A picture emerged during the trial of a man deeply mistrustful of federal authority. The motive for the attack was apparently retaliation against the US Government for the bloody end to a siege near Waco, Texas, in which 82 members of the Branch Davidian sect died. McVeigh could not forgive the Waco assault The Oklahoma bomb exploded exactly two years to the day after the final, deadly federal assault at Waco. After a trial lasting just two months McVeigh was convicted of the bombing and later sentenced to death by lethal injection. In December 1997 Nichols was convicted of manslaughter and conspiracy and sentenced to spend the rest of his life in jail after a jury failed to convict him of murder. He now faces Oklahoma state capital murder charges that could lead to a death penalty. A third man, Michael Fortier, confessed to knowing in advance about the bombing and was sentenced to 12 years in jail after agreeing to be a key witness for the prosecution.

Oklahoma memorial

The Alfred P Murrah building was never rebuilt. In 2000 a memorial to the victims was opened by President Clinton at the site of the bombing. The memorial includes 168 chairs bearing the names of the victims; the "survivor tree," an elm tree that lived through the bombing though badly damaged; a reflecting pool; and bronze gates that symbolically preserve the moment of the explosion, 0902.
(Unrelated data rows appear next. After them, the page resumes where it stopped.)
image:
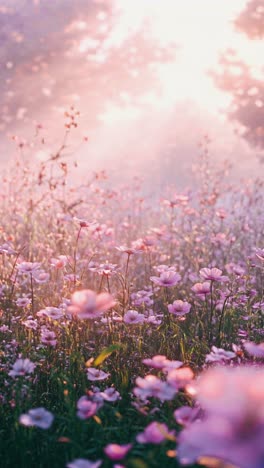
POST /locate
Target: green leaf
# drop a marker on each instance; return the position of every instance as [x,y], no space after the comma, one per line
[106,353]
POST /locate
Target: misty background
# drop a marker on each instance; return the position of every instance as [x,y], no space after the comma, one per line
[150,79]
(June 11, 2001) Oklahoma City bomber Timothy McVeigh died without saying a word Monday at the Federal Penitentiary in Terre Haute, Indiana, minutes after a deadly stream of drugs was administered through a needle in his right leg. Federal officials declared the man responsible for the worst act of domestic terrorism in U.S. history dead by lethal injection at 7:14 a.m. (8:14 a.m. EDT) McVeigh, 33, was executed for the April 19, 1995, attack in Oklahoma City that killed 168 people and wounded hundreds more. It was the first federal execution since 1963.

Speaking from the White House briefing room about an hour and a half after the execution, President Bush told reporters that McVeigh "met the fate he chose for himself six years ago." Bush said, "Under the laws of our country the matter is concluded." Witnesses said McVeigh lifted his head and made eye contact with them before the drugs took effect. Then he looked at the ceiling. He died with his eyes open.